The paper addresses the challenge of probing an extended Higgs sector within the 2HDM Type-I by leveraging high-multiplicity top-quark final states at the HL-LHC ($\\\sqrt{s}=14$ TeV). It deploys a full simulation chain (2HDMC constraints, MadGraph at LO, Pythia8, FastJet, MadAnalysis5) for five associated production channels with a degenerate heavy spectrum $m_H=m_A=m_{H^{\pm}}=500$ GeV in the alignment limit $\sin(\beta-\alpha)\to 1$, exploring two benchmark points with $\tan\beta=1$ and $3$. The analysis hinges on stringent jet and $b$-jet multiplicity cuts, exploiting a distinctive 12-jet, multi-top topology from $H/A\to t\bar{t}$ decays; results show that increasing the integrated luminosity from $3000$ to $4000$ fb$^{-1}$ dramatically enhances discovery potential, with all channels surpassing $5\sigma$ significance and the $AH^{\pm}$ channel achieving particularly high sensitivity. The study provides a concrete, top-quark–driven strategy for testing an extended Higgs sector at the HL-LHC and informs future experimental searches and parameter-space constraints.

Abstract

This study investigates the production of multi-top quark events final states containing up to four top quarks as a probe for new physics beyond the Standard Model (SM) within the framework of the Two Higgs Doublet Model (2HDM) Type-I. Focusing on the High-Luminosity Large Hadron Collider (HL-LHC) at a center-of-mass energy of $\sqrt{s} = 14$TeV, we analyze associated production processes including $pp \to t\bar{t}H$, $pp \rightarrow t\bar{t}A$, $pp \rightarrow HA$, $pp \rightarrow HH^{\pm}$, and $pp \rightarrow AH^{\pm}$. The simulation pipeline incorporates theoretical constraints and branching ratios.

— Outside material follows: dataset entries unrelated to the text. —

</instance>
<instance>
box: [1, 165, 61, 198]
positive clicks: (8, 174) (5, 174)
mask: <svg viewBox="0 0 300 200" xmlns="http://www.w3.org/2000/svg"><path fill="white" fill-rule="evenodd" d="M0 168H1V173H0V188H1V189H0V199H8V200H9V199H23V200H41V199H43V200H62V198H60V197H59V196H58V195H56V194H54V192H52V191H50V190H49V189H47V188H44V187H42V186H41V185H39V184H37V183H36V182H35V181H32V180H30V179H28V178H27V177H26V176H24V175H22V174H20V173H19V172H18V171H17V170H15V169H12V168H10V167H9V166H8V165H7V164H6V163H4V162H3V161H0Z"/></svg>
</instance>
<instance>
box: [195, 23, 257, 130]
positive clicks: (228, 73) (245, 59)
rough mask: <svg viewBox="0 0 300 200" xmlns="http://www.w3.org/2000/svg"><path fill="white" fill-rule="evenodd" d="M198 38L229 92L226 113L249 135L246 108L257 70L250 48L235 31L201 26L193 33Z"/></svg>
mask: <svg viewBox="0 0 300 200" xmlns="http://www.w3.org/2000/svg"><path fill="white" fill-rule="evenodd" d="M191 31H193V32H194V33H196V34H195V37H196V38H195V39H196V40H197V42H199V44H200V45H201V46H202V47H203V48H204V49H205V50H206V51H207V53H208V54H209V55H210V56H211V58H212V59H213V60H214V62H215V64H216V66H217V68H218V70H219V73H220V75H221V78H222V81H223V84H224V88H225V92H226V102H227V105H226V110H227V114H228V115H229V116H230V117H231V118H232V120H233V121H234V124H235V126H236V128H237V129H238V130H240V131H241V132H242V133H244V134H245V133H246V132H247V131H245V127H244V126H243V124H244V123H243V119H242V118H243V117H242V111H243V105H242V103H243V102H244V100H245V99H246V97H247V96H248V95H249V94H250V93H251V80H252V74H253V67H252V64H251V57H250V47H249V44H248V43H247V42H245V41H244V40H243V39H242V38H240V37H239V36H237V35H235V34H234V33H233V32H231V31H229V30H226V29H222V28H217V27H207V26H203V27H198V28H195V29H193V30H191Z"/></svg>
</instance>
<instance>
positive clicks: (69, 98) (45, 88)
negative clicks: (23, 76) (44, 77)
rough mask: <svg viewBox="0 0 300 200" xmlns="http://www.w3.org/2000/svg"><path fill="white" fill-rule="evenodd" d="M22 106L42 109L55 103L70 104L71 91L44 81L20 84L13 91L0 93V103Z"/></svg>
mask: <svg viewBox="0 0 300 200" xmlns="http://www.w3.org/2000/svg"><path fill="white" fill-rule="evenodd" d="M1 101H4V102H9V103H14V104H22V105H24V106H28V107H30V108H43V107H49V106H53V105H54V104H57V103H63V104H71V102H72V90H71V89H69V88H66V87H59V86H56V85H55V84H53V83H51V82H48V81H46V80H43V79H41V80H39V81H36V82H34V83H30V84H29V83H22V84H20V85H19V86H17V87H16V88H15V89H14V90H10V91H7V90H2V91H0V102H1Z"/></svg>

By targeting these high-multiplicity final states, the research aims to establish the sensitivity of the HL-LHC to an extended Higgs sector, utilizing the top quark's unique coupling to the scalar field as a primary discovery channel. The analysis is centered on two benchmark points characterized by a degenerate mass spectrum ($m_H = m_A = m_{H^{\pm}} = 500$GeV) in the alignment limit ($\sin(β- α) \to 1$), with $\tanβ$ varied between 1 and 3. Event selection was performed with stringent cuts on jet multiplicity to suppress dominant SM backgrounds, such as $t\bar{t}W$, $t\bar{t}Z$, and $WWZ$. Our results indicate that signal significance improves substantially as the integrated luminosity increases from $3000~fb^{-1}$ to $4000~fb^{-1}$, with all investigated channels exceeding the $5σ$ discovery threshold.

Figures (9)

• Figure 1: Feynman diagram for the associated production of a heavy CP-even Higgs boson with a top-quark pair ($pp \to t\bar{t}H$) in the 2HDM Type-I, illustrating the decay chain leading to a 12-jet final state at the HL-LHC.
• Figure 2: Distribution of the transverse momentum ($p_T$) of jets for signal processes $pp \to t\bar{t}H$ and $pp \to t\bar{t}A$ compared against Standard Model background processes ($t\bar{t}W$, $t\bar{t}Z$, and $WWZ$) at $\sqrt{s} = 14$ TeV.
• Figure 3: Distribution of the transverse momentum ($p_T$) of jets for the signal process $pp \to AH^{\pm}$ along with Standard Model background processes, highlighting the harder $p_T$ spectrum of the BSM signal.
• Figure 4: Pseudorapidity ($\eta$) distribution of reconstructed jets for the signal processes $pp \to t\bar{t}H$ and $pp \to t\bar{t}A$ and relevant Standard Model backgrounds, illustrating the central nature of the signal jets.
• Figure 5: Pseudorapidity ($\eta$) distribution of jets for the $pp \to AH^{\pm}$ signal process alongside Standard Model background processes at 14 TeV center-of-mass energy.